Sehr geehrter Herr Gahn,

Sie schreiben:

Dass wir es in der causa Eichstätt mit einem Medienhype zu tun
haben, zeigt ein Vergleich mit den Verkaufsideen des Herrn
Oettinger in der LB Karlsruhe. Dieser tatsächliche Skandal wird -
gemessen am Grad der Aufmerksamkeit - mit den Eichstätter
Vorkommnissen praktisch auf eine Stufe gestellt. Es mögen in
Eichstätt Dinge vorgekommen sein, die nicht hinnehmbar sind. Wie
gesagt: ich weiß das nicht und mag darüber nicht urteilen. Aber für
die Wertung, die die Sache in der Öffentlichkeit bekommen hat,
fehlt mir jedes Verständnis (mal ganz abgesehen von den vielen
ekelhaften Vorverurteilung all derjenigen, die ganz genau Bescheid
zu wissen meinen). Ich bekomme heute von Leuten Zeitungsausschnitte
aus ihren Tageszeitungen über die schlimmen, schlimmen
Wegwerfaktionen in Eichstätt zugesandt mit der entsetzten Anfrage
an mich, wie so etwas möglich sei. Mit denselben Leuten saß ich
noch vor ein paar Monaten an einem Tisch und mußte ihnen darlegen,
warum der geplante Verkauf wertvoller Handschriften der LB
Karlsruhe wirklich keine gute Idee war (so vorsichtig musste man
über diesen Wahnsinn reden).

Mich wundert das gar nicht. Schön für Sie, daß Sie Ihre Empörung so
fein dosieren können, und die hausgemachten Skandale gar nicht erst
als solche wahrnehmen. Aber die Leute, mit denen Sie da noch vor ein
paar Monaten an einem Tisch saßen und die Ihnen jetzt entsetzte
Anfragen schicken, wie so etwas möglich sind, diese Leute haben
vielleicht damals durchaus - möglicherweise zum erstenmal - etwas
begriffen von dem, was in der ganzen Diskussion um die Causa Karlsruhe
ja auch vermittelt werden sollte, nämlich Respekt vor gewachsenen
Sammlungen, Wahrnehmen von Büchern und Handschriften als
Kulturgut, das im Ensemble nicht nur Texte, sondern auch Lebens-
geschichte der jeweiligen Besitzer und Leser transportiert.
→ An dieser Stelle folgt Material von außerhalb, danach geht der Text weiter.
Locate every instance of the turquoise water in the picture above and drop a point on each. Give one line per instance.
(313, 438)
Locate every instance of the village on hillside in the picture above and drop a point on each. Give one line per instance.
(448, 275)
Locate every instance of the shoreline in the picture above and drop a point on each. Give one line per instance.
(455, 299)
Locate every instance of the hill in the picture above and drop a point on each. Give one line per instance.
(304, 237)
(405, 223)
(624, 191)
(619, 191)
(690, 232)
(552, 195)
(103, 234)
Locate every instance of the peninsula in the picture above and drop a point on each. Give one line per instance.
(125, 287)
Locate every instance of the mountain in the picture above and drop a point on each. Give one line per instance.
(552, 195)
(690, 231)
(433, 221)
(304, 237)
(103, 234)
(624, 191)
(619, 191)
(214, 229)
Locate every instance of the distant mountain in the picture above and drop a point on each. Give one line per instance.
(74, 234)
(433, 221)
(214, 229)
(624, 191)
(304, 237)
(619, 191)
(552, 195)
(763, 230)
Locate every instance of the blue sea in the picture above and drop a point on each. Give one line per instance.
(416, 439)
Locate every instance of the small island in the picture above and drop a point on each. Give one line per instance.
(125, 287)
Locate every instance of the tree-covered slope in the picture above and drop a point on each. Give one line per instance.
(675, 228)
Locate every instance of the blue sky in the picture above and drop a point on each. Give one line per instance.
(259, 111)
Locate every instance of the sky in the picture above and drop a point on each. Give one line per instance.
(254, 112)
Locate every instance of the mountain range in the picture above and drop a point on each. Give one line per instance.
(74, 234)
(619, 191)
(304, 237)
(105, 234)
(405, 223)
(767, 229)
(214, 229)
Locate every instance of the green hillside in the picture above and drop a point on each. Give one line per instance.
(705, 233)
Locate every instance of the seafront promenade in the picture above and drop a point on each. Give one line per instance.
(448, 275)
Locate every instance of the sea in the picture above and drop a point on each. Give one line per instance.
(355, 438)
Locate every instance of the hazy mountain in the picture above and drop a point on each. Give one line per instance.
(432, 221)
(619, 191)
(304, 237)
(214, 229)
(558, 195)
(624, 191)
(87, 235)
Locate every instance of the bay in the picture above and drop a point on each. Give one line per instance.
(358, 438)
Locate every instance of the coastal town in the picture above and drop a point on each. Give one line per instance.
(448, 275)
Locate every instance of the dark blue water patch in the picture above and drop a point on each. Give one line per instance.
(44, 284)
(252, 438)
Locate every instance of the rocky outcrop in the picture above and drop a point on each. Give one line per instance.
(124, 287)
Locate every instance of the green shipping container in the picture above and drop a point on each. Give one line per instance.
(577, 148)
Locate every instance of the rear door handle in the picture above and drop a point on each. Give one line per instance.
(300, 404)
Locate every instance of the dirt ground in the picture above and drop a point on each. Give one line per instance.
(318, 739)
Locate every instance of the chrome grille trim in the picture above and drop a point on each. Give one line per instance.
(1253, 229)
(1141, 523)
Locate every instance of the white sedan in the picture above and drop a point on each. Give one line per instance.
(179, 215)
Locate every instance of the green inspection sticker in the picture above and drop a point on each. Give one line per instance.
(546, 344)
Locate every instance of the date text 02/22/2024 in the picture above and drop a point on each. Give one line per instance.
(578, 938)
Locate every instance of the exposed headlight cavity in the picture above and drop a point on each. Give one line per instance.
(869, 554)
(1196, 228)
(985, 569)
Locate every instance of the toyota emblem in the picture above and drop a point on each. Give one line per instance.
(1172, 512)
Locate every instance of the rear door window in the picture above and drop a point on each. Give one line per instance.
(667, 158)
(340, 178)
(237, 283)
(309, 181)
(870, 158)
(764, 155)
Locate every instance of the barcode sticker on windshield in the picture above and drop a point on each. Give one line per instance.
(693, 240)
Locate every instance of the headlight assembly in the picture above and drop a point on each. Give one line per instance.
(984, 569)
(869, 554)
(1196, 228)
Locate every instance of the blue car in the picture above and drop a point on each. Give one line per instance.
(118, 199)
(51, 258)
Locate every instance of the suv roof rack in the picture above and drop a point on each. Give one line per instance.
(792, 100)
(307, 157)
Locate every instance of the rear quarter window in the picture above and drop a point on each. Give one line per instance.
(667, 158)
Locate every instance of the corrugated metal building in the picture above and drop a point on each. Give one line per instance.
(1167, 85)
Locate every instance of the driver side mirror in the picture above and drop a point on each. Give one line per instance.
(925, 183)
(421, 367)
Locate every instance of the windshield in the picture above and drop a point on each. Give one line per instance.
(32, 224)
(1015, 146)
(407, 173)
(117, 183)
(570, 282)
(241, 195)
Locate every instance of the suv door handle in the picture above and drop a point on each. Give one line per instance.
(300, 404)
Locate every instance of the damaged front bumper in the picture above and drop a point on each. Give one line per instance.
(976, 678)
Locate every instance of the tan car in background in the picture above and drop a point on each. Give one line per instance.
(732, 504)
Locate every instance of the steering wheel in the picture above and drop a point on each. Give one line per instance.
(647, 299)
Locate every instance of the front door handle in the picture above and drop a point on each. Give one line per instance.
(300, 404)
Diese Leute verstehen - völlig zu Recht - nicht, wieso die Bibliothekare
laut aufheulen, wenn man staatlicherseits ihre kostbaren Handschriften
(das "alte Papier im Keller", wie es der FDP-Justizminister Prof. Dr.
Ulrich Goll verächtlich genannt hatte) verscherbeln will, während
dieselben Leute allenfalls peinlich berührt schweigen oder nun gar von
"Medienhype" sprechen, wenn - frei nach dem Motto "Neue Besen
kehren gut" - eine neue Bibliotheksdirektorin die fachlich verantworteten
Erwerbungsentscheidungen ihres mit Festschrift und allem PiPaPo
in Ehren verabschiedeten Vorgängers im Amt kurzerhand über den
Haufen wirft, groß "ausmistet" und 100.000 Bücher aus den
Kapuzinerklöstern Bayerns auf den Müll wandern lässt und von dort
in die Müllverbrennungsanlage. 

Wenn dabei - nach dem Motto "Wo gehobelt wird, da fallen Späne" 
auch Drucke des 17. Jahrhunderts in den Containern landen, dann 
sorgt das mit Recht in der Presse für Aufsehen. 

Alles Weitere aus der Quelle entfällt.